Some thought was given to limiting the mask to 3 bits wide. This would have led to a maximum AMA size of 28, which would probably have been adequate if just considering application aggregation. However, we hope that higher level techniques will be found to enable considerable router aggregation based on the foundations laid by AMAs. Limiting routers to aggregation of just two orders of magnitude seemed short-sighted, when using one more bit would raise the maximum aggregation limit to 216 (and align on a half-byte boundary). The importance of keeping the size of m down, is that it is stored in the router for each AMA.

The bit mask is deliberately fixed on its right-hand end so that when m is varied, the LSB of the mask stays in the same place otherwise large-scale aggregation would be terribly hard.

ws = 0, 8 or 16

The discussion of this value's potential dependence on m is well rehearsed under Further storage optimisation . The motivation for keeping its size down is again router storage. It is expected that a large number of values of s will be under 16 (at least in edge routers), so it would be profligate to allocate a whole byte, let alone two just because such bit-widths will be needed for higher level aggregation or applications with more complex sessions.

m0 = 0

We could have made m0 = 1 but this would have led to an extra increment operation every time the AMA was interpreted. Whether this is more efficient than testing for m = 0 is debatable (machine instruction set dependent). n = 0 could be made illegal rather than mapping it to 16, which would only lose a few ridiculously large (?) aggregates. Alternatively, we could even have made m0 = 2, on the grounds that AMAs of size 2 are uninteresting, and AMAs of size 1 can be indicated by no value of s. We decided against this on grounds of caution over lack of elegance. If we put discontinuities in the maths, it makes it much more difficult to build higher order mechanisms that are simple.

2.6.1 Statistics

Below are listed the number of distinct AMAs of a selection of sizes (note they are not confined to powers of 2):
AMA size    distinct AMAs
{left as an exercise for the reader or until the author gets round to working out the formula...}

2.7 Evolution

It is a simple matter to convert an AMA to the list of addresses it refers to. It is also possible to convert lists of addresses into AMAs or lists of AMAs.

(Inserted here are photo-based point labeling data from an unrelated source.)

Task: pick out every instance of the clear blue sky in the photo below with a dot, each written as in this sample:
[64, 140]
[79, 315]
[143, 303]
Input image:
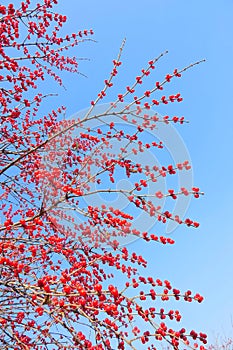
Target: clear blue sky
[191, 30]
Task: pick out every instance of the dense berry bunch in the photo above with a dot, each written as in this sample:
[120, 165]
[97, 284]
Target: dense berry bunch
[59, 286]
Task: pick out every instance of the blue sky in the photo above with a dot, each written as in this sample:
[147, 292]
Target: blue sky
[190, 30]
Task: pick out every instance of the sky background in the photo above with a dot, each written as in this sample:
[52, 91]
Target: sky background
[190, 30]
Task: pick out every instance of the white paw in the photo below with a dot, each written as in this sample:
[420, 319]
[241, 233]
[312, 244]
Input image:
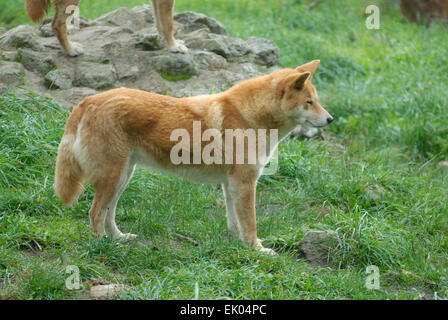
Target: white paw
[125, 237]
[76, 50]
[178, 47]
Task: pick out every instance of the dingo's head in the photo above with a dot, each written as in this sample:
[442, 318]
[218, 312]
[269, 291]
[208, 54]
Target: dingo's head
[299, 97]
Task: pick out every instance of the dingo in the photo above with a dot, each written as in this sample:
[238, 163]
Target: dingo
[107, 134]
[163, 12]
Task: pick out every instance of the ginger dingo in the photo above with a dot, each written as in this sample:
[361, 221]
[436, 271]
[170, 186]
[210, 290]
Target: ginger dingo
[163, 12]
[107, 134]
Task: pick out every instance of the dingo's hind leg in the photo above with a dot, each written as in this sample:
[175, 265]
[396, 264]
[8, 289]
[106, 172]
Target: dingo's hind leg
[61, 13]
[107, 187]
[110, 225]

AMA-enabled hosts and routers shouldn't send or forward joins or leaves to routers that don't understand AMAs, they should convert the AMAs to lists of discrete multicast addresses.
This assumes routers can determine which version of a multicast routing protocol their upstream router for each interface is using. This should be straightforward as version stamped routing will also be arriving at the interface down that link (multi-host links will cause complications for some routing protocols). This also assumes hosts can determine which version of IGMP is being used by their upstream router which should be possible, but is probably difficult.

Session descriptions would either have to use both forms for an interim period, or parallel descriptions in the two versions would have to be transmitted on different channels.

IGMP, multicast routing protocols and the session description protocols could evolve independently as long as applications and AMA-enabled routers had the capability installed to convert AMAs into lists of discrete multicast addresses when necessary.

3. Related Work

The initial schemes for allocation of multicast addresses involve three distinct classes of address: For several years, multicast group addresses for public Mbone (experimental Internet multicast backbone overlay) sessions have been allocated using the sd (session directory) or sdr tools. In addition to advertising multicast sessions based on the SDP [13], sd and sdr encompass a proprietary mechanism for allocating multicast addresses to sessions from an IANA (Internet Assigned Numbers Authority) defined address range [23]. The algorithm used has not been described publicly in detail, but is essentially random assignment from the available addresses to ensure very efficient use of the address space, but taking account of existing allocations to minimise the probability of collisions. There is also a collision detection algorithm included for the cases where an address is chosen simultaneously by multiple parties.
Thus there is currently no standard mechanism for address allocation, but the author of the sd tools recently agreed to publish the address allocation mechanism from sdr as a separate protocol - Address Allocation Protocol (AAP) [20] - which could be incorporated into other address allocators.
Microsoft created an alternative means for allocation of multicast addresses by extending their Dynamic Host Configuration Protocol, originally designed to allocate temporary unicast addresses. Multicast DHCP (M-DHCP) [22] will allocate multicast addresses, consistent with the requested Administrative Scope (Link Local, Organisation Local, Global, etc.) and with a `lease period', the effectiveness of which is unproven. This lease period can be renewed if desired. The M-DHCP authors recently removed all aspects of hierarchy from the M-DHCP protocol, to confine it to allocating multicast addresses to hosts initiating sessions, rather than also using it to allocate ranges of addresses down allocation hierarchies. This was in response to criticism over its static hierarchy and static allocation wasting the address space. All aspects of multicast address hierarchy, and allocation policy are expected to be handled by a separate protocol, such as AAP (see above).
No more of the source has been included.